Public Health England (PHE) says supplies of the shingles vaccine are now sufficient to implement the recent change to the national shingles immunisation programme.
In 2017/18 it was agreed that rather than immunising patients during the influenza season, patients should be opportunistically immunised at any point in the year once they reach the eligibility age of 70-78 years. However, in order to ensure appropriate vaccine supply, practices were asked to maintain the existing approach, with the majority of patients being immunised in the autumn months.

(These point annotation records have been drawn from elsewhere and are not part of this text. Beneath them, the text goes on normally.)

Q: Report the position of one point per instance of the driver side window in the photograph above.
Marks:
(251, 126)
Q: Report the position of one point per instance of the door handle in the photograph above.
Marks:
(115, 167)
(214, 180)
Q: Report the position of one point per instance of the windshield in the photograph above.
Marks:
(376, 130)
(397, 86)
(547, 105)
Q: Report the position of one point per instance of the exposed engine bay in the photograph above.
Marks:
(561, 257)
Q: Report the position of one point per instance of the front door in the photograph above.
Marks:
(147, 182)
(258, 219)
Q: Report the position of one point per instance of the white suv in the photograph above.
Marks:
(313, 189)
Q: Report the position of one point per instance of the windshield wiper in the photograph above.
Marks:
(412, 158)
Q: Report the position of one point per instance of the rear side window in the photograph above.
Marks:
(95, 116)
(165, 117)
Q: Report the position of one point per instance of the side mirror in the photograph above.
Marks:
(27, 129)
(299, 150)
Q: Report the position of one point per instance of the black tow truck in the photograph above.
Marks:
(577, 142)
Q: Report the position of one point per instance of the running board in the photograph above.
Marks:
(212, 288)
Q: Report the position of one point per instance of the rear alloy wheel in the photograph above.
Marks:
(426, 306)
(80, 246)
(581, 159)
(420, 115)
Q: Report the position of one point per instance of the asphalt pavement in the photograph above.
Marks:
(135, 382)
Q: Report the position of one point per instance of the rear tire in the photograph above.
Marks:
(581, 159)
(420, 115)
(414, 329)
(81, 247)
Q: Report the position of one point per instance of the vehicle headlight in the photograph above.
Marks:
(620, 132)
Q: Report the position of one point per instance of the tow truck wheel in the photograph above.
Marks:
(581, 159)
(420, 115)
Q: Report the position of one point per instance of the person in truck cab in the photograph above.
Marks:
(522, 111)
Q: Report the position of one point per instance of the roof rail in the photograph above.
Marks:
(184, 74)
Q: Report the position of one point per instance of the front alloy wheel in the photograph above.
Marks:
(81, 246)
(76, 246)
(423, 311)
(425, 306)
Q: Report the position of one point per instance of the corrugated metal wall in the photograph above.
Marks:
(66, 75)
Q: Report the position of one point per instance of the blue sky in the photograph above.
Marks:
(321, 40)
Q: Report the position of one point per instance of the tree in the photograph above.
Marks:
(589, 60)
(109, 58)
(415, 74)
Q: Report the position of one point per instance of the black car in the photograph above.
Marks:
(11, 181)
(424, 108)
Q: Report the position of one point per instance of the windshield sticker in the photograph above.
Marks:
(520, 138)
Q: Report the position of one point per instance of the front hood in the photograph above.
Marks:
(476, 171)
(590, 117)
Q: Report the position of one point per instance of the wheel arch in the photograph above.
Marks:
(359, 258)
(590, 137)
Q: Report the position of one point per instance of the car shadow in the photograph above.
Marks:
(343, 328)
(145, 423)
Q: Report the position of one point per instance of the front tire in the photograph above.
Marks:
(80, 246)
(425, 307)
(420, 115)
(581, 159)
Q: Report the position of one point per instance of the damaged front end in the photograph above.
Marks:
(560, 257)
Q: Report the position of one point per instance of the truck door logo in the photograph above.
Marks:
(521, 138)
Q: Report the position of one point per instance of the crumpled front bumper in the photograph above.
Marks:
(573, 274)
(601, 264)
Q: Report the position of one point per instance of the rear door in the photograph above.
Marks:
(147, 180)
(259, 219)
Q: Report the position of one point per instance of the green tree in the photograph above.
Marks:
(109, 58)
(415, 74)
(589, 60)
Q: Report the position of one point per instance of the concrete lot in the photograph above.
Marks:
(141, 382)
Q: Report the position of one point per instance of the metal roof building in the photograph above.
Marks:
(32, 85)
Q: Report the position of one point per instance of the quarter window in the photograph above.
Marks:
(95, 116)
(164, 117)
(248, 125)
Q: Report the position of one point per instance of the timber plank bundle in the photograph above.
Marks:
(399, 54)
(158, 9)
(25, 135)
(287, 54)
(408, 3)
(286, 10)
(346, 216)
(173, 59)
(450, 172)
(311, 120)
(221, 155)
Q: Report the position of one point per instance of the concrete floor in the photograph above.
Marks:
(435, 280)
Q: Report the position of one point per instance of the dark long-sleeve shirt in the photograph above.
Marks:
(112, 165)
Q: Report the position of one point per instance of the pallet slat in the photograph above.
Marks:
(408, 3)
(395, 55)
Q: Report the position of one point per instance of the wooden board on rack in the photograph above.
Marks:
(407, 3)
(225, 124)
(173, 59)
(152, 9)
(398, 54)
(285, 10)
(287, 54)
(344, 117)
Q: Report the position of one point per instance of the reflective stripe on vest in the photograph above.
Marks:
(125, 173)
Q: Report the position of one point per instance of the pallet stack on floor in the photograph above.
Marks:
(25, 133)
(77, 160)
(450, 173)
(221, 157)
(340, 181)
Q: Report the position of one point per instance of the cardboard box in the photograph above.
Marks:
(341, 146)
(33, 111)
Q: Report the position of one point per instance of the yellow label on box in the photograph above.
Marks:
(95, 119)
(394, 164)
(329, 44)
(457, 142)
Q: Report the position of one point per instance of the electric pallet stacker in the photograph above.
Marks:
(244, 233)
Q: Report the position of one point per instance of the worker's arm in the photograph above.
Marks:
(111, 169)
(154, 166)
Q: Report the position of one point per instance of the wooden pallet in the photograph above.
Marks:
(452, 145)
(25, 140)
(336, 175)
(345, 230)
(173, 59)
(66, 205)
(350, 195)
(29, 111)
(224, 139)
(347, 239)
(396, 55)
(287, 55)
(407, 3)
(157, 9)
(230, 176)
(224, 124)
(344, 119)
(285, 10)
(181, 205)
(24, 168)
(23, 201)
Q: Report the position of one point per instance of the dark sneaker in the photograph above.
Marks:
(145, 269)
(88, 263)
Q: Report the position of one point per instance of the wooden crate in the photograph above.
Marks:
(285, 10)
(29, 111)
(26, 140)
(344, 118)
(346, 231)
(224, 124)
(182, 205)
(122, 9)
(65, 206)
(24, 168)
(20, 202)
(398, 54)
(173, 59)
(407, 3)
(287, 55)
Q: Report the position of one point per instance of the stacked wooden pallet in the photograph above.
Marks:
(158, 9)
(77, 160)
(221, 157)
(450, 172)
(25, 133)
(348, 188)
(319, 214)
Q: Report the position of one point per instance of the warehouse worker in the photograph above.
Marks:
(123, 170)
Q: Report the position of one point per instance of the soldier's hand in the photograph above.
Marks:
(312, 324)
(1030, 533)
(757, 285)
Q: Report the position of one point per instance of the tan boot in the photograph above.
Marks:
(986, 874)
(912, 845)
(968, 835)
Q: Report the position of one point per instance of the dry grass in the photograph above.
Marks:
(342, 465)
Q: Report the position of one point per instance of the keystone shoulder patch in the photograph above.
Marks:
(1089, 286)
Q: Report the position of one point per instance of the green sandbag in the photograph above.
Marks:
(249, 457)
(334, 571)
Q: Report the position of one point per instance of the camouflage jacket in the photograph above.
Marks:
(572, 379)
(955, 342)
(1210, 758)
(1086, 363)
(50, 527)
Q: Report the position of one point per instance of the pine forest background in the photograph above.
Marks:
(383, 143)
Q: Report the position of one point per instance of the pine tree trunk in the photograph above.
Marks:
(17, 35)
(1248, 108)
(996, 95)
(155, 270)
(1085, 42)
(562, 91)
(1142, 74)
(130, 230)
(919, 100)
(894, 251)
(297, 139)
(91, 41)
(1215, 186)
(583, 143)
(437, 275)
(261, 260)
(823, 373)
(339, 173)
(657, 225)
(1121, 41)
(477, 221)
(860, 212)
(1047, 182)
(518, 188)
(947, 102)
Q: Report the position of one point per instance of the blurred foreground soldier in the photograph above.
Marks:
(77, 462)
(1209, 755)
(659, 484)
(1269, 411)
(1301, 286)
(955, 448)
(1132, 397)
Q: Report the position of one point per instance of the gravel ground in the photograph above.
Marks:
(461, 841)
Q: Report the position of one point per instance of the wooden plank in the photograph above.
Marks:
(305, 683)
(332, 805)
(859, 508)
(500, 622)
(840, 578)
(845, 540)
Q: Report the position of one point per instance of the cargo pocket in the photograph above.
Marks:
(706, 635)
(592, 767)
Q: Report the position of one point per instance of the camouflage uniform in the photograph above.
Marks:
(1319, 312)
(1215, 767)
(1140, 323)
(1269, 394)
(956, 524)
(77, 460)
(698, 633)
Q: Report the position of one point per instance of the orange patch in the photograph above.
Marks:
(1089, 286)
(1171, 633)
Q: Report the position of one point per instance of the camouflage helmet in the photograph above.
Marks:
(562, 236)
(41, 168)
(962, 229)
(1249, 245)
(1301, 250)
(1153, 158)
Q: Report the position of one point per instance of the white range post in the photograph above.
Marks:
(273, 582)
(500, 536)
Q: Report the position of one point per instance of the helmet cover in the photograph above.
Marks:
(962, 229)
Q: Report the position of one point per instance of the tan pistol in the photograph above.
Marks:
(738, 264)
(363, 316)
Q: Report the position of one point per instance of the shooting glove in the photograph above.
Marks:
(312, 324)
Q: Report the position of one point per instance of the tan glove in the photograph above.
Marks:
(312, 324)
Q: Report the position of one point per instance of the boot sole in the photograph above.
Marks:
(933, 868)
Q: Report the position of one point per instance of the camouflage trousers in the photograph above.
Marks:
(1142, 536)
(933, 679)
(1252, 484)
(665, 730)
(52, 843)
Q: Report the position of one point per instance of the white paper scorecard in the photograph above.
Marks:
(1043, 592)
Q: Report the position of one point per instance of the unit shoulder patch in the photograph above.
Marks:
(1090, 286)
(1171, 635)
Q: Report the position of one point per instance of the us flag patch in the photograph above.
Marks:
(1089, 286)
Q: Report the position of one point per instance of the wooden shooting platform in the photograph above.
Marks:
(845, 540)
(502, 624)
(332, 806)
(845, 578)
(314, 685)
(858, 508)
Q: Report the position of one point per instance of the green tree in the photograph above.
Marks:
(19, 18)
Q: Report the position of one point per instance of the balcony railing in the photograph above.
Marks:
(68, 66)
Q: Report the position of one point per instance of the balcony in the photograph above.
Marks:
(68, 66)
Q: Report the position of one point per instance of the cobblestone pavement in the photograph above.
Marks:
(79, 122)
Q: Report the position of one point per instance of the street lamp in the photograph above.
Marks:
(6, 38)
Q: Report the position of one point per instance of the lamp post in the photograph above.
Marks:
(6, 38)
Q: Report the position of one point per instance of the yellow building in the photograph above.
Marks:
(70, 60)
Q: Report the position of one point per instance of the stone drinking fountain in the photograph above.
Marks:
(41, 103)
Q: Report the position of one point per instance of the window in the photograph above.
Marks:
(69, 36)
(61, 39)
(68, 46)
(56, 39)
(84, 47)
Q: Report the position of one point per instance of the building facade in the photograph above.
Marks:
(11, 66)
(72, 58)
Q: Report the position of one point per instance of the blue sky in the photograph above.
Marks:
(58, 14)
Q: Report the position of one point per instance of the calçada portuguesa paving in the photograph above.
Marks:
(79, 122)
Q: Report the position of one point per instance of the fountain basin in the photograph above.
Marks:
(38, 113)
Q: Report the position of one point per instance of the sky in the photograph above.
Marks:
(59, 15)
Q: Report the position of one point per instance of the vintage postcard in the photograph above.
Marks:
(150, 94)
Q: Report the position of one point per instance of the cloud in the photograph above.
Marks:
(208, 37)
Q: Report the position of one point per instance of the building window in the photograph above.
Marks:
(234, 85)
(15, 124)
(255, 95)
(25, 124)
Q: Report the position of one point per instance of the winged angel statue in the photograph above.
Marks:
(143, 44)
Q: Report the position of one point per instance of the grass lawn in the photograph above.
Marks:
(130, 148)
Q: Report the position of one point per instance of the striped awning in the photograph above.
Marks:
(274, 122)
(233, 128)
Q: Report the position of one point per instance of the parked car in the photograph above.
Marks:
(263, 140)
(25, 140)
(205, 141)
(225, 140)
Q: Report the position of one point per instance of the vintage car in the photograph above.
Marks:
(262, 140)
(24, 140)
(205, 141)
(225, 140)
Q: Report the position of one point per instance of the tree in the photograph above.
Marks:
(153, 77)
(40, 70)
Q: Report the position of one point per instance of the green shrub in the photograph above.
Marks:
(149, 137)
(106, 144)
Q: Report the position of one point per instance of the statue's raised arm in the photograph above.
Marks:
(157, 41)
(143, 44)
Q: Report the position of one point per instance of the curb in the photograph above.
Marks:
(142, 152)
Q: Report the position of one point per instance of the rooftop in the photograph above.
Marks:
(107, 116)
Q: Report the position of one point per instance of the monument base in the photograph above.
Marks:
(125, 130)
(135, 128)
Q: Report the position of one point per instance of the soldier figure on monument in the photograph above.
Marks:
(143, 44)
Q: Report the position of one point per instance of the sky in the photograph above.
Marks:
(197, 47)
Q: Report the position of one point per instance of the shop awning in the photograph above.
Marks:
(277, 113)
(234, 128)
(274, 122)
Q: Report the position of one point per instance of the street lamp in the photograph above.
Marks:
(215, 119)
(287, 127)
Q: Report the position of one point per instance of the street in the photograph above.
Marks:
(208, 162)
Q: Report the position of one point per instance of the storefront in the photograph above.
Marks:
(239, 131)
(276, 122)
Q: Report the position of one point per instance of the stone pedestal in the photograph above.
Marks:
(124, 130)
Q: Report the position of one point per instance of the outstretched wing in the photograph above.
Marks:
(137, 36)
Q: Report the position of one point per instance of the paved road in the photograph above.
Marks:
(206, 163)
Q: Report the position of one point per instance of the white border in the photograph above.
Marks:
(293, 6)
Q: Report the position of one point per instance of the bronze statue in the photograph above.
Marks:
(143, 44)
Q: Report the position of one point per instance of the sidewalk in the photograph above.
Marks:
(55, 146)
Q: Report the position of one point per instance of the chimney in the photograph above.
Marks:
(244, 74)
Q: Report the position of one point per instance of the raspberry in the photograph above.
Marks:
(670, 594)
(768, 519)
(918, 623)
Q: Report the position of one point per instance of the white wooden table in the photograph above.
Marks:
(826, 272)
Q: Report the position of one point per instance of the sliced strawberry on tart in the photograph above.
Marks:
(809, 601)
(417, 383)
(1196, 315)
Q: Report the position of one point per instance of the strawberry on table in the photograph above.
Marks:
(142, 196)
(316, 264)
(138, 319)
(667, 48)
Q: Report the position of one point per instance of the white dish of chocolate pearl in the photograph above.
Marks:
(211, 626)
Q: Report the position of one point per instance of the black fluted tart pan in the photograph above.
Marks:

PHE says stocks are now available to support this change to the criteria and advises that opportunistic immunisation as proposed should be initiated from this month onwards.
The organisation hopes that the simplified eligibility criteria will help to address the year-on-year decline in shingles vaccine uptake and will assist practices in identifying eligible patients. By the end of August 2017, just less than half of eligible individuals had been vaccinated against shingles.
The first evidence from the evaluation of the shingles immunisation programme have shown that the initiative has had a marked effect on GP consultations for shingles and post-herpetic neuralgia (PHN). Figures published recently in Lancet Public Health show the programme has achieved the equivalent of 17,000 fewer episodes of herpes zoster and 3300 fewer episodes of PHN among 5.5 million eligible individuals immunised in the first 3 years of the programme.